Sample size in prognostic factor research

Dear all,

I read some literature proposing sample size calculations for a study on a new prognostic factor, e.g. a new biomarker and its association with 1 year all-cause mortality.

Example: Schmoor, C., Sauerbrei, W. and Schumacher, M. (2000), Sample size considerations for the evaluation of prognostic factors in survival analysis. Statist. Med., 19: 441-452.

I thought this or other formulas could be used before data collection to determine how many patients to include. I was wondering about two topics.
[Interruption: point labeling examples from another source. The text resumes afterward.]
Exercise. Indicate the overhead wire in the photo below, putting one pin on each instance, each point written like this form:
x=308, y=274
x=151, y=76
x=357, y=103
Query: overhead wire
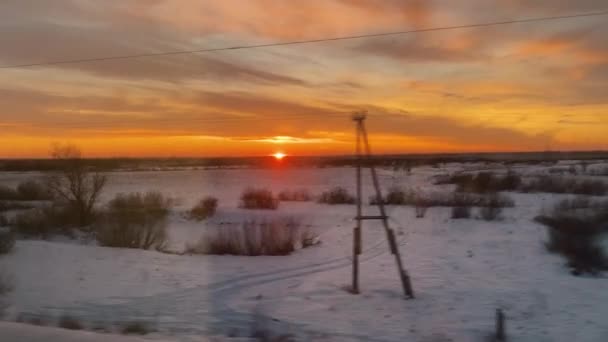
x=309, y=41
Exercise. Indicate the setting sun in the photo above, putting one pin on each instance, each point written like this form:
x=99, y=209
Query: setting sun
x=279, y=155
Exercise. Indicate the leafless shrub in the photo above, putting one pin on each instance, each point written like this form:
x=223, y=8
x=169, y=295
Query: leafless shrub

  1. If we collected data already, and want to investigate a new prognostic factor (which is frequently done with biobanks), is there any method that does not have the problem of a post hoc sample size calculation?
  2. As these are usually explanatory models and we adjust based on subject matter knowledge, what if I am still worried of overfitting and want to use less degrees of freedom (all sample size formulas I know are for prediction models).

Thanks in advance!

Koray

I’m not sure I can address your questions but this recent paper may be of interest if you haven’t already seen it: Design aspects for prognostic factor studies - PMC

1 Like

Be sure that “using less degrees of freedom” does not use standard statistical assessments to remove “unimportant” associations from the model. Things like unsupervised learning approaches are less problematic.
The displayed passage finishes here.